Critics found “Wall Street 2” a less compelling movie than the documentary “Inside Job” or the indie financial noir “Margin Call,” but Gekko has remained the go-to personification of our economic system — invoked in the Nation as the essence of capitalist rapacity or excoriated by National Review for providing the talking points for an Occupy Wall Street “rant.” In American popular culture, to talk about capitalism is to talk about Gekko and to talk about Gekko is, these days, to invoke the presidential candidate and multimillionaire private equity investor Mitt Romney, whose unavoidably Gekko-istic career with Bain Capital has been savaged from both right and left.
No one has accused Romney of criminal behavior — it’s something about the system (and perhaps his square jaw and coiffure). Late last year, the liberal organization Americans United for Change created a website called “Romney-Gekko 2012”; in February, the super PAC supporting Romney’s conservative rival Newt Gingrich financed the partisan documentary “When Mitt Romney Came to Town,” showing the human cost of Bain’s profit-taking investments.
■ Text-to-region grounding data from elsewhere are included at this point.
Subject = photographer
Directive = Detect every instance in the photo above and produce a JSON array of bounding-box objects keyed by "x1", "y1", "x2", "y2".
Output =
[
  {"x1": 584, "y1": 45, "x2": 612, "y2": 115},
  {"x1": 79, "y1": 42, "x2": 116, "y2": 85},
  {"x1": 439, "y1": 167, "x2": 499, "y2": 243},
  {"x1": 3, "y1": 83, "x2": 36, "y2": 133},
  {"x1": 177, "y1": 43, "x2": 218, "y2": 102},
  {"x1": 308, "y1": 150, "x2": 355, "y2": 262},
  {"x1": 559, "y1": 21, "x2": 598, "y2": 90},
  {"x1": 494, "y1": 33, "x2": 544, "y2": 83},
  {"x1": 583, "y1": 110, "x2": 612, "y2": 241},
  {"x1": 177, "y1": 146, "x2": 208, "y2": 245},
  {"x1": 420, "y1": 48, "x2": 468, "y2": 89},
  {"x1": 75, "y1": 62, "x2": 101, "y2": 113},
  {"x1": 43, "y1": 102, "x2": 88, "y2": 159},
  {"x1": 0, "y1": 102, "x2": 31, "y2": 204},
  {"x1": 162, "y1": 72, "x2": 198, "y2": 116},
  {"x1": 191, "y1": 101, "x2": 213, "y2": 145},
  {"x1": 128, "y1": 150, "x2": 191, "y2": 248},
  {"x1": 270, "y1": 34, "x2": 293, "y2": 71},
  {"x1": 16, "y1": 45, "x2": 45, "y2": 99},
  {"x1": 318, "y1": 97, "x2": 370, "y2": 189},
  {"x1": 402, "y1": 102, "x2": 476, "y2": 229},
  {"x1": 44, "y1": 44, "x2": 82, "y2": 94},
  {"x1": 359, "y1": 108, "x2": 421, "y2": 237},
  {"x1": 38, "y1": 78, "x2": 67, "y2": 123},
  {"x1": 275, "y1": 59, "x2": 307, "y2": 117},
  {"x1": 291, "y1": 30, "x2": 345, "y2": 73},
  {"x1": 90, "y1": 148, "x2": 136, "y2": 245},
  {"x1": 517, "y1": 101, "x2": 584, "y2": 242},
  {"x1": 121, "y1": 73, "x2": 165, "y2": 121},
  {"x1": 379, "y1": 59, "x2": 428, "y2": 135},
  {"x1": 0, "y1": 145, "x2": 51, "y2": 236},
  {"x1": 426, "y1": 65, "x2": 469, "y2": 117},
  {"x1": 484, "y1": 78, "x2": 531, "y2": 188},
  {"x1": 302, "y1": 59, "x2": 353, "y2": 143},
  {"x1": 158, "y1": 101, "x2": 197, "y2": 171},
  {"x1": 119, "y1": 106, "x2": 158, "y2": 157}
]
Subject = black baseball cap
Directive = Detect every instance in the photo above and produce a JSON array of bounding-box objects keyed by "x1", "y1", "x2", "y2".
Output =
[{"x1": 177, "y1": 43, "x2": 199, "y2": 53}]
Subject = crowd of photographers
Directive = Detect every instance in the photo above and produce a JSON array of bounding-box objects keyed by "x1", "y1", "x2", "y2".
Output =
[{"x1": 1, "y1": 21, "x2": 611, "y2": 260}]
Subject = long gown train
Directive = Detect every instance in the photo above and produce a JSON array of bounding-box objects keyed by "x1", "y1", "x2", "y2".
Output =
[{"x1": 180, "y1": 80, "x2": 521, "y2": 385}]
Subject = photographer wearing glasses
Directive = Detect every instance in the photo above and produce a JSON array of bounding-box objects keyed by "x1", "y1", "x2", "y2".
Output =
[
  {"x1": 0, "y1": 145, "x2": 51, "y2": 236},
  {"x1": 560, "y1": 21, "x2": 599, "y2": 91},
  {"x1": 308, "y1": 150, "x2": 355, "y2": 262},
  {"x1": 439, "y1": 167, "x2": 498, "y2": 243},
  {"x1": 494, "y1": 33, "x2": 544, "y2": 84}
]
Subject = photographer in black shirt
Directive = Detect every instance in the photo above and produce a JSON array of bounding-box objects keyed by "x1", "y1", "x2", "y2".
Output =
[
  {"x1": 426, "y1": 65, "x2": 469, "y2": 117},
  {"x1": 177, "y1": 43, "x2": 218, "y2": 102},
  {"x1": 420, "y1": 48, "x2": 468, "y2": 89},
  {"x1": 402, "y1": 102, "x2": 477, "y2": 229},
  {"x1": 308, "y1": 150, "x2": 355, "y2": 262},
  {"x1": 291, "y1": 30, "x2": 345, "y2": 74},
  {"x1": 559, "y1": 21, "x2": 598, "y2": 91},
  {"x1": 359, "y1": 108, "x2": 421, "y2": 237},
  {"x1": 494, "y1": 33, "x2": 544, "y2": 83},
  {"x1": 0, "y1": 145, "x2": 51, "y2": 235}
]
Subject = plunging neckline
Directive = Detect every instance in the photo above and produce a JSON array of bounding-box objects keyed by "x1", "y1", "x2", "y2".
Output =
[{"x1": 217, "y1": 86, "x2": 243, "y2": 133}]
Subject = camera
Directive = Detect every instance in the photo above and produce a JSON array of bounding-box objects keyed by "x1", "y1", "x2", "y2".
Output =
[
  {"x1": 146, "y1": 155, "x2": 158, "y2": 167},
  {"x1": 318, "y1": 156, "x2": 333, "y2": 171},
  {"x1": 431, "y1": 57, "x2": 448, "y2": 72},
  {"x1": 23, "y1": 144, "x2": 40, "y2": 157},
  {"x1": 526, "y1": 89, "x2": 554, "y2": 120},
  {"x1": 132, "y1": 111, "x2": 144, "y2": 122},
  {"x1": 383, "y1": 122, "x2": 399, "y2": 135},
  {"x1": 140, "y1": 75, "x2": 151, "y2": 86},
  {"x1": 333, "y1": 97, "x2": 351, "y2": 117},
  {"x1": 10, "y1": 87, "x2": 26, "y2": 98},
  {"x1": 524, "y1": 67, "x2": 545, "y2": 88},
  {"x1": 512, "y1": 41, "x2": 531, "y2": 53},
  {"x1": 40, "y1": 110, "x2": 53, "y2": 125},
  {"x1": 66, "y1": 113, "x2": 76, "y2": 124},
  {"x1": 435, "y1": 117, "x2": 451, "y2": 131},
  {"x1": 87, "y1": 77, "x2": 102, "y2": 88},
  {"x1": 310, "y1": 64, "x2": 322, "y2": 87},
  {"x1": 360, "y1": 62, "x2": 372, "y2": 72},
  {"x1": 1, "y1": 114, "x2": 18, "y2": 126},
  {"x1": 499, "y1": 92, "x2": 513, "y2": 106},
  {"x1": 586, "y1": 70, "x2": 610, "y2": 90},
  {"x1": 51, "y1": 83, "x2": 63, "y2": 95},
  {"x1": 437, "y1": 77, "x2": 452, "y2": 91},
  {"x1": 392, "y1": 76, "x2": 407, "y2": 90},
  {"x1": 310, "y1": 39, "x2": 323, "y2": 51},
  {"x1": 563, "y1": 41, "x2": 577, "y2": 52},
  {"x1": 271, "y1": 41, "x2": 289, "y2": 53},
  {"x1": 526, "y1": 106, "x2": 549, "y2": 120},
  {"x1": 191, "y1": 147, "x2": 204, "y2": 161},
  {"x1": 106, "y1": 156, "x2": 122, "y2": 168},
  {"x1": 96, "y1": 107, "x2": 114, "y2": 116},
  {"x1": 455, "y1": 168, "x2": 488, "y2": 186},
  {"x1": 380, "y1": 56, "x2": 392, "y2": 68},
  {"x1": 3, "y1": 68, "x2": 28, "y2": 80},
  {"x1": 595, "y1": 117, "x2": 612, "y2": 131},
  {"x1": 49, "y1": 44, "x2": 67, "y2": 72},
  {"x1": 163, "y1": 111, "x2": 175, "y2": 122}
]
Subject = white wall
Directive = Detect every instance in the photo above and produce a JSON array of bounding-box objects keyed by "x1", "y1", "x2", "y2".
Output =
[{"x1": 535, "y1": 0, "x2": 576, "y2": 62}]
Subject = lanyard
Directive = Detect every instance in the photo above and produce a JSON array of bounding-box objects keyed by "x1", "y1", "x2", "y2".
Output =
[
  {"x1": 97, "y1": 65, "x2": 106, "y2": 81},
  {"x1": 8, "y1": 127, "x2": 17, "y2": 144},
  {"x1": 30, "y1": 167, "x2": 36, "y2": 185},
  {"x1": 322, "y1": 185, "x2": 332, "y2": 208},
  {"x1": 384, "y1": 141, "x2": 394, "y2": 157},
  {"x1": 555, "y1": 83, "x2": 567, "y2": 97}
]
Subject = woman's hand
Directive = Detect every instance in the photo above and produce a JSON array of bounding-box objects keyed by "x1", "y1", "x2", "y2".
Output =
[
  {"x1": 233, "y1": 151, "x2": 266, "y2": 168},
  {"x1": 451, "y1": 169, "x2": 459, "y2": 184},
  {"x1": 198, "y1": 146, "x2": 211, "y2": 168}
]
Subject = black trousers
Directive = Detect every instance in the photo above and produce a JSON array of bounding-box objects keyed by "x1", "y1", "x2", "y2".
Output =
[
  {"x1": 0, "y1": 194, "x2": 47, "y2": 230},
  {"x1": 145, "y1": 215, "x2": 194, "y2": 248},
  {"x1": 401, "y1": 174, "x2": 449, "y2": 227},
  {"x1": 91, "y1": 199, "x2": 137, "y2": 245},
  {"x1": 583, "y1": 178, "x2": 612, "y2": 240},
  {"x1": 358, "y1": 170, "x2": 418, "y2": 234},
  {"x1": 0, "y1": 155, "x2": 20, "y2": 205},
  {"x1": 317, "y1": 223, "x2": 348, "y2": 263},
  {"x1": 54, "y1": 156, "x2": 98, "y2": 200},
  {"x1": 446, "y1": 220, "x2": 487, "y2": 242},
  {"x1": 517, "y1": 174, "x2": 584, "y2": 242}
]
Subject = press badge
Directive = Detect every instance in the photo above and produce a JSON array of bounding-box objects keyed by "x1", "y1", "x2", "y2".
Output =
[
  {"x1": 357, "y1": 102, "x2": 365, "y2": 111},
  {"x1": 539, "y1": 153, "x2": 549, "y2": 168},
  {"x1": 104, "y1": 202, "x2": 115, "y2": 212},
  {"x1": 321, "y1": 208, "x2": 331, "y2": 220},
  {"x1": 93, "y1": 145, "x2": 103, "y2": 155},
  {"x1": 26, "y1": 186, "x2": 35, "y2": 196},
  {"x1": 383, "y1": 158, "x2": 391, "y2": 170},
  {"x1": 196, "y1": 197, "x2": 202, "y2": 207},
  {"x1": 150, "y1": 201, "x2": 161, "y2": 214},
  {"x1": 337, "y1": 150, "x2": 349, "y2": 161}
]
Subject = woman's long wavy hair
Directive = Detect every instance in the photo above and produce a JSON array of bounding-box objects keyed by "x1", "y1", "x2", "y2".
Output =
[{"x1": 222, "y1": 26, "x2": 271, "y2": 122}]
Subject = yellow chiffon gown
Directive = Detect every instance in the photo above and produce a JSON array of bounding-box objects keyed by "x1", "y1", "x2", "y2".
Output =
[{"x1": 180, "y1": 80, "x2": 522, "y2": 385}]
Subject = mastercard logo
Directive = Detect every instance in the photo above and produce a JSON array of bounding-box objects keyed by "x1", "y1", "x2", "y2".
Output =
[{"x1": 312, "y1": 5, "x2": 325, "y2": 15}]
Romney has helped opponents by compulsively unleashing his inner Gekko, flaunting his moola while making tone-deaf assertions regarding the satisfaction of firing “people who provide services to me” and praising the “creative destruction” that would have allowed General Motors to go into bankruptcy.
Rampant anti-Gekkoism is a problem for Romney. But so is the disconnect between the realistic business practices that made him a quarter-billionaire and his desire that people like him for it. Gekko was a realist who made no excuses and never pretended to be anything other than a risk-taking buccaneer. Playing it safe, Romney strives to give America’s most beloved villain a human face. Would even Bud have trusted that?